Se for aceito como próprio da idade, e estimulado a ser corrigido, tende a ser aceito e promover a superação e mudança de padrão. Do contrário, se for vivenciado de modo traumático, desrespeitoso, agressivo e repetitivo, pode nos levar a acreditar que nós é que somos errados, e gerar sentimentos negativos de fracasso. “Dessa forma, provavelmente vamos lidar com a culpa de modo inadequado, que será incorporado ao nosso sistema de crenças disfuncionais e limitantes”, revela a psicoterapeuta.
O perfil é feminino
Segundo um estudo da Universidade de Reading (Inglaterra) as mulheres tendem a se sentir mais culpadas que os homens e, de acordo com a psicóloga, isso é fácil de entender, levando em consideração o processo social no qual ainda cabe muito mais às mulheres a educação doméstica e orientação dos filhos, além de cada vez mais as mulheres estarem inseridas e convocadas a assumir novos papeis profissionais para a manutenção das despesas familiares. “Quantas mães se sentem culpadas ao se darem conta de que os filhos estão crescendo e não conseguem acompanhar este momento por conta de afazeres que precisam assumir?”.

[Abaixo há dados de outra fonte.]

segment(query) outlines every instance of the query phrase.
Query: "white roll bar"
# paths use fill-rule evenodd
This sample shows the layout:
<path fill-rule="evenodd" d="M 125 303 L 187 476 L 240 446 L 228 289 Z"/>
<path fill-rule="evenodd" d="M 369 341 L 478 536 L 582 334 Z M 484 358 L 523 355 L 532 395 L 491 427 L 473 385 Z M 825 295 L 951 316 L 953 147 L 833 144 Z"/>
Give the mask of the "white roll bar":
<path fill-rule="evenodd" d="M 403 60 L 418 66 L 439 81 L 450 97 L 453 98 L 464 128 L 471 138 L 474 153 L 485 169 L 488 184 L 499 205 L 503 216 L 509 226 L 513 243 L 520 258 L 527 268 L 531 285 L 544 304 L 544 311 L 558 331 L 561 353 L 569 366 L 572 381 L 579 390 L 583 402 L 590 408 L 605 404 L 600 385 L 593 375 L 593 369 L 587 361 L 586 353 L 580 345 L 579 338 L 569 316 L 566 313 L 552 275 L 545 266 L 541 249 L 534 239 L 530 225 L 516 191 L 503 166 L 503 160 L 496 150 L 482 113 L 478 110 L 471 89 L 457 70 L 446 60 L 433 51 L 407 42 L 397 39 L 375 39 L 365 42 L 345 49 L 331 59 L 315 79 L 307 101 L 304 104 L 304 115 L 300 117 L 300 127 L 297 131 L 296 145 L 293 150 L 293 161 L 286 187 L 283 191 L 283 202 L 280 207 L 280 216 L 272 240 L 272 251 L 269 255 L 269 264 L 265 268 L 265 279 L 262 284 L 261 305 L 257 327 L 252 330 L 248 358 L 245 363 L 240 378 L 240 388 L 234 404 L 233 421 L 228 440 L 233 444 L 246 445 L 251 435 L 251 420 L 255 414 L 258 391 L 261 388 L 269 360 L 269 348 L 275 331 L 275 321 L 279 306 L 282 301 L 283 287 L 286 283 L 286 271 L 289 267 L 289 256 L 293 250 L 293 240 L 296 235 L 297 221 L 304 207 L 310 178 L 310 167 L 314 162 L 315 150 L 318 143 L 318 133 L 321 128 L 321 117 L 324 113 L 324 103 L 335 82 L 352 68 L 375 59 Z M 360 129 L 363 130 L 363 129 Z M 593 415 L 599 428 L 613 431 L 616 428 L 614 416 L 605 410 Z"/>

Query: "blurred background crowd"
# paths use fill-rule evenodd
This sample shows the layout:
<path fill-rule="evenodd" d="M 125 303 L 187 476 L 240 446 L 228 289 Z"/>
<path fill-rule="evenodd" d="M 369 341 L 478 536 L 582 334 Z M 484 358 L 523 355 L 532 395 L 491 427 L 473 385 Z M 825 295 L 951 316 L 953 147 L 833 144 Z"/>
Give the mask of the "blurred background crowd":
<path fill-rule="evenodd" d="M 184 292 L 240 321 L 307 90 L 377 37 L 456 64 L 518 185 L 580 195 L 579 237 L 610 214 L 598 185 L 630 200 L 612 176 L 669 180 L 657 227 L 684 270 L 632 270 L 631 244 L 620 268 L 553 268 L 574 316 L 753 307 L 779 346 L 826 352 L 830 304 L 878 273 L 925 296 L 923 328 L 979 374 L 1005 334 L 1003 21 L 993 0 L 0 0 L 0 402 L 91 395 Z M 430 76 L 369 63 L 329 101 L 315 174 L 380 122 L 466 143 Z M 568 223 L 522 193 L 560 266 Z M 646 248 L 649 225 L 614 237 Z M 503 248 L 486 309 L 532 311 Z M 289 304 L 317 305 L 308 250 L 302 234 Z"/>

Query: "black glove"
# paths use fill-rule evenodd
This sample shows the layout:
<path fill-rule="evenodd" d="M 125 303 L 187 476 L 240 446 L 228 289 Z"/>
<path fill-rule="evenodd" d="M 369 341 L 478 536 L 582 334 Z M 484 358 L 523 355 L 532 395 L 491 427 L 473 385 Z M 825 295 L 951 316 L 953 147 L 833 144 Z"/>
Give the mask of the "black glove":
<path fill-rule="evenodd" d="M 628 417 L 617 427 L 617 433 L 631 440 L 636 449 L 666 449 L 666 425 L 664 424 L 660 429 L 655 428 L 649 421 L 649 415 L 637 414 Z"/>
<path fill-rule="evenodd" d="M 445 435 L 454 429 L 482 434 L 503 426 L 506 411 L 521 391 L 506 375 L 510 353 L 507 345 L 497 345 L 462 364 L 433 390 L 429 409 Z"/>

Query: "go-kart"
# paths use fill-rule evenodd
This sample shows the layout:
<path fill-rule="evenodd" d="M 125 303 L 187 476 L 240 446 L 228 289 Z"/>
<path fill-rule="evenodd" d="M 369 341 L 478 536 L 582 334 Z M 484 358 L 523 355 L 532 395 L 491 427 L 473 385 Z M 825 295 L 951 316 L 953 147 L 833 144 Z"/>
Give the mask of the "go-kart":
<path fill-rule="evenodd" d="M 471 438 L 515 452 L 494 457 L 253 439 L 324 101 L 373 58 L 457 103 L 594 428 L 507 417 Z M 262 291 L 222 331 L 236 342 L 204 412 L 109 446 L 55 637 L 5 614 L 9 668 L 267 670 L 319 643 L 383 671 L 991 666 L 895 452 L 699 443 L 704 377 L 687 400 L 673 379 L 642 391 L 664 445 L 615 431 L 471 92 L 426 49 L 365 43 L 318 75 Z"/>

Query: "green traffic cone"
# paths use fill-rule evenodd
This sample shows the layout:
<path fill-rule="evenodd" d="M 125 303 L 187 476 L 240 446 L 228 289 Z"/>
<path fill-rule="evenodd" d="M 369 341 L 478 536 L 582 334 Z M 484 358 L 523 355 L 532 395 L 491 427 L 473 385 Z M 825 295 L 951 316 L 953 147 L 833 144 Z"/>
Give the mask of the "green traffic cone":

Outro aspecto que denuncia o perfil feminino no sentimento de culpa se reflete nos inúmeros casos clínicos de mulheres que sofreram abuso sexual e ainda acreditam que foram as culpadas e merecedoras de tal situação. “Sem contar os outros tipos de abuso sofridos por elas, quando vão buscar ajuda e, em lugar disso, são desrespeitadas e não acolhidas”, reforça.
RESPONSABILIDADE ou SENTIMENTO DE CULPA
A psicóloga esclarece que a culpa sentida quando somos criança é uma emoção negativa, derivada do medo aprendido. Já a responsabilidade, uma vez processada quando somos adultos, é uma alternativa que promove emoções positivas, nos levando a sentir ativo, empático, potente e motivado para oferecer uma justa compensação pelo dano causado. “Isto propicia um melhor discernimento do que é sua responsabilidade ou não, o que pode e o que não poder ser feito, e uma maior aceitação das próprias limitações diante da vida”.
De acordo com ela, é preocupante quando, seja por insegurança, medo de errar, de se sentir vulnerável ou de desagradar e ser rejeitado, não conseguimos assumir a responsabilidade por nossos atos e projetamos a culpa nos outros ou na situação, encontrando assim a “boa justificativa” para continuar atuando do mesmo modo. “Quase sempre se trata de pessoas projetivas, inseguras, ainda que não demonstrem, e com baixa autoestima”.
Livros que ajudam
A psicóloga indica três livros que ela considera positivos para entendimento e aplicação das dicas e orientações que os autores compartilham:
“Antes de partir: Os 5 principais arrependimentos que as pessoas têm antes de morrer”, best seller da escritora australiana Bronie Ware; “As cinco linguagens do perdão” de Gary Chapman e Jennifer M. Thomas; e “Como ser firme sem ser agressivo: os 10 passos para a Assertividade” (2019), último lançamento dos autores Antônio Pedreira e Sonia Nogueira Pedreira.